For many years, I believed I had both invented and named this cocktail. Last week, while looking at its internet history, I realised my memory was not very accurate and a more than a little self-serving. Given the importance of this issue to the future of human civilisation let me set the record straight for posterity.

Kokum (Garcinia indica) is related to the Mangosteen, and is a popular ingredient all along India’s West coast. Kairi panna made from raw mango juice and spices.

In the last week of May 2011, I found myself in Pune where Takshashila had organised a unique public policy unconference, and where I enjoyed the two local coolers: kokum juice and kairi panna. I am not exactly sure now, but I recall mixing these drinks with a miniature bottle of vodka and enjoying the results. I promptly shared this spiritual revelation on Twitter.

The record shows that Salil Bijur replied to this tweet informing me that this drink was called the Moscow Maratha. He has since clarified that it believes it was Kunal Sawardekar who first came up with the name. So I thought until I did an advanced search for moscow maratha” on Twitter and discovered that, after all, it was I who had first come up with that name for a recipe posted by a Lithuanian living in India. Jurate’s post documents an existing recipe where kairi panna is spiked with vodka and chillies.

Thus it seems that the good people of Maharashtra, and Pune in particular, had already been consuming vodka-spiked aam panna, and my contribution was to give it the name. I do not recollect hearing of the name before, so Kunal must have seen my tweet, and Salil heard it from him. We were all part of a small extended circle of bloggers in those days, so it’s possible that important things like cocktail recipes diffused through our networks. That said, if it was Kunal (or someone he knows) who did the naamkaran then I will update this post to correct the record.

Hangyo G&T employs a small amount of kokum juice on your standard gin & tonic.

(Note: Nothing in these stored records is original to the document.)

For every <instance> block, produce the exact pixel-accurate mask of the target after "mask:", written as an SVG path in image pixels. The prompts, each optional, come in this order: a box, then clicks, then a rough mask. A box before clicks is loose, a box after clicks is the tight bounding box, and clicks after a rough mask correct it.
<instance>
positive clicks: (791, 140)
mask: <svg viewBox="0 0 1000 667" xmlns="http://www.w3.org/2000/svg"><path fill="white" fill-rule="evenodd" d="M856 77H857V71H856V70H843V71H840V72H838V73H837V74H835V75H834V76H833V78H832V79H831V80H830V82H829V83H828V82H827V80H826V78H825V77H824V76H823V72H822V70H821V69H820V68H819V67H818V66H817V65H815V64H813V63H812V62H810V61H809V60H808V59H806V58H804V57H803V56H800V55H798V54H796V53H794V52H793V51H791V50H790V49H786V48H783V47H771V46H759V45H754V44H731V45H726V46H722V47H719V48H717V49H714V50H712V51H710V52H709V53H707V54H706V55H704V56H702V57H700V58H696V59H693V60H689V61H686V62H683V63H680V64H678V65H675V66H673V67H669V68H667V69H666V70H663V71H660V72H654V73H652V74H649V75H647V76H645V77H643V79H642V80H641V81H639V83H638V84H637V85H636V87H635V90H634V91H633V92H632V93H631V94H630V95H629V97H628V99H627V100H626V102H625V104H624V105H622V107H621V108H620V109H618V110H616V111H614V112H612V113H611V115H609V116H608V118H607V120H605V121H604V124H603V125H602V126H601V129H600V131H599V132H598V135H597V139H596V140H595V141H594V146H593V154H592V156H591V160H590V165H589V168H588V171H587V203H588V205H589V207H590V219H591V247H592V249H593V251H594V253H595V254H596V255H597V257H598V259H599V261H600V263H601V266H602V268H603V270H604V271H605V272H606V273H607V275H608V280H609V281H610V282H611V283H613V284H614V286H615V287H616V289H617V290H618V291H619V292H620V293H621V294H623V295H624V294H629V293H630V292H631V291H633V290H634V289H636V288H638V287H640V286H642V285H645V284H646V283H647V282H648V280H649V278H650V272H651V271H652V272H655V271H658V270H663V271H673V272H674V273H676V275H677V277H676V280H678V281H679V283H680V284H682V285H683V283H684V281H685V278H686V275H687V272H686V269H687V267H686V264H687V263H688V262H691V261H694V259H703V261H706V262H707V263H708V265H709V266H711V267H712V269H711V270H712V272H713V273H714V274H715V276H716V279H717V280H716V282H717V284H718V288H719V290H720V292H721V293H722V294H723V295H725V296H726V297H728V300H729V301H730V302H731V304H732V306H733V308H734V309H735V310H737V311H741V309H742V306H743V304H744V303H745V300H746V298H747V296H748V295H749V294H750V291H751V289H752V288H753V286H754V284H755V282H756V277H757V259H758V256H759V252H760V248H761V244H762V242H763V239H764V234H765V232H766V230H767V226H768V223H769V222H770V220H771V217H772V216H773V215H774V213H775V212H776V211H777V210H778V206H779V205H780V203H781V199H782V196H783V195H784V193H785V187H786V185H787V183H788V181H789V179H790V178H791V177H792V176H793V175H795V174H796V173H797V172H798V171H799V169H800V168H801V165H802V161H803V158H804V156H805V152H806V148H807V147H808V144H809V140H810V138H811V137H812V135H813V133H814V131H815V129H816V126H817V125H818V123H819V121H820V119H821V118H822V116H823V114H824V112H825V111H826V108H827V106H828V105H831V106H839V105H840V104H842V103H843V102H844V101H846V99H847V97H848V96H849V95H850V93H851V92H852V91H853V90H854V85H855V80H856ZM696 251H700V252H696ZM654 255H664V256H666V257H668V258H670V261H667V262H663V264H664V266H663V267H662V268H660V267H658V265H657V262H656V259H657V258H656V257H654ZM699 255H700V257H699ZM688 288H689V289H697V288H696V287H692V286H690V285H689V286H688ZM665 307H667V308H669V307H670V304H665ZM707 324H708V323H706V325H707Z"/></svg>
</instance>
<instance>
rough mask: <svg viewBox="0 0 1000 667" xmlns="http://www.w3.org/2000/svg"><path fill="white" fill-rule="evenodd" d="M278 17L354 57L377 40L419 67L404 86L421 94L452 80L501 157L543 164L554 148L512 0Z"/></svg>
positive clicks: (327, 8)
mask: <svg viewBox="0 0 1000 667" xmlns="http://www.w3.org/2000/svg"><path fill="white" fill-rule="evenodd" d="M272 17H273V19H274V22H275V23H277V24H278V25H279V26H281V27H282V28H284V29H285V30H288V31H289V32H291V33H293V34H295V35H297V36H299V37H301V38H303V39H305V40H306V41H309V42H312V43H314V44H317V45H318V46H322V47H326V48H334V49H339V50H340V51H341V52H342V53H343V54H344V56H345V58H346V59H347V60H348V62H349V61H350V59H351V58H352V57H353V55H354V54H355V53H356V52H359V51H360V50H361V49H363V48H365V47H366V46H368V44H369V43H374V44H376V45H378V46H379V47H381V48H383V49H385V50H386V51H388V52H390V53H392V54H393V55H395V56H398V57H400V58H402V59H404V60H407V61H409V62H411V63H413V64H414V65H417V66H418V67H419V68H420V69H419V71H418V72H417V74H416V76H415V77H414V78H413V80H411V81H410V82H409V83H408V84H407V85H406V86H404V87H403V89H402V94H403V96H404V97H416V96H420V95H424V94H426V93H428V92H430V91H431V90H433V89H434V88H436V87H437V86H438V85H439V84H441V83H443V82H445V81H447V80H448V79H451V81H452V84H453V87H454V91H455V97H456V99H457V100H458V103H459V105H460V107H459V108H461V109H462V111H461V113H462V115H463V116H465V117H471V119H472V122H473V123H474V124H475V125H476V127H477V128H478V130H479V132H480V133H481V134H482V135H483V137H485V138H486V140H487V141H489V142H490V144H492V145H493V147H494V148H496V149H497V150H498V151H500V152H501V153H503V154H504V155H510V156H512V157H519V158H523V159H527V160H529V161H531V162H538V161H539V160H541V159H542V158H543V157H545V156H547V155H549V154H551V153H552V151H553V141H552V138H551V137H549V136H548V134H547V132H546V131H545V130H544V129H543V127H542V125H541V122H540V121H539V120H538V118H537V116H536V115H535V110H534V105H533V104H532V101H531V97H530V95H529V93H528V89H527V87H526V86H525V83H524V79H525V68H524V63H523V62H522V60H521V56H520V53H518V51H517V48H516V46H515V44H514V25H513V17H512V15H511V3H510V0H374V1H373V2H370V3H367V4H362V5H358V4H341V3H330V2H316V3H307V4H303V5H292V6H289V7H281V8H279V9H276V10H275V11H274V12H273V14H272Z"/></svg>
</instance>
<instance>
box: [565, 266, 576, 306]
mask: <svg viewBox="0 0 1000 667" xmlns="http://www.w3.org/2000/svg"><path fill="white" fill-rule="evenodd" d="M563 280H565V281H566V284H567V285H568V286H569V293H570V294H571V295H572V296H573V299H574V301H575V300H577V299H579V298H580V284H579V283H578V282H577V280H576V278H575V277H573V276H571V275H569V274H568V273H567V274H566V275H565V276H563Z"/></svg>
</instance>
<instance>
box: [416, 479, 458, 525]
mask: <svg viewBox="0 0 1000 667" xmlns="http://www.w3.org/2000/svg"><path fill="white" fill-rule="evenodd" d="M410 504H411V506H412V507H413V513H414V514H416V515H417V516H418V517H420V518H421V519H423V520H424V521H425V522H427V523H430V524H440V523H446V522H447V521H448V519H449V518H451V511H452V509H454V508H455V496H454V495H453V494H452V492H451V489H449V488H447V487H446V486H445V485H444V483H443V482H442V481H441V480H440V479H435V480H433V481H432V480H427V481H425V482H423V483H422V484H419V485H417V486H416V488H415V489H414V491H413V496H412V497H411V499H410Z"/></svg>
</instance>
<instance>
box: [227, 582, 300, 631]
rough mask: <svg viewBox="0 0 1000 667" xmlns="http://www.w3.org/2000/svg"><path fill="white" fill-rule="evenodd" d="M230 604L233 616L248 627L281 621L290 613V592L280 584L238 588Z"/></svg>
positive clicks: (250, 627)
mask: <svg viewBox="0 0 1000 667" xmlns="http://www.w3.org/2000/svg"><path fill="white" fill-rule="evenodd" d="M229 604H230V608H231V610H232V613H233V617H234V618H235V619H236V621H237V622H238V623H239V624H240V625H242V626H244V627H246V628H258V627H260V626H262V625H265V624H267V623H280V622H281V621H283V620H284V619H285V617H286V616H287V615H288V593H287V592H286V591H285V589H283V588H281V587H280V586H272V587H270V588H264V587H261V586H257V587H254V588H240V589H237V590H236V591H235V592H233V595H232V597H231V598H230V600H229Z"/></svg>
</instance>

There is also the question of the kokum juice. My March 2010 tweet does not mention it. In May 2011 I included it in a drink called In the Spirit of Pune” which was then mistakenly referred by some as the Moscow Maratha. I noticed that I have always referred to the vodka-spiked kairi panna drink by that name. My fork was to add kokum juice to it to obtain In the Spirit of Pune” (which is a terrible name for a cocktail and a sure sign that I had not yet consumed it when I was thinking of a name).

Well, I could argue — especially if I had a good intellectual property lawyer — that adding lemon and soda is novel and the result is a different drink.

Kishi Arora then published a recipe in May 2014 to concoct the kairi panna from first principles. The first record of the addition of club soda is from the following year. The recipe had stabilised by May 2015, after the addition of lemon. It was around that time when I began to claim credit for inventing’ this cocktail. As a dispassionate study of world history shows, that is not quite right. My own role was (perhaps) to give it a name, add lemon and soda, and then popularise it.

To read about more things like this, you can check out my published raw notes and my massive archives.

You can mix it yourself. It’s pretty easy to make and doesn’t need exotic ingredients. Or you can try it at the Bangalore International Centre bar.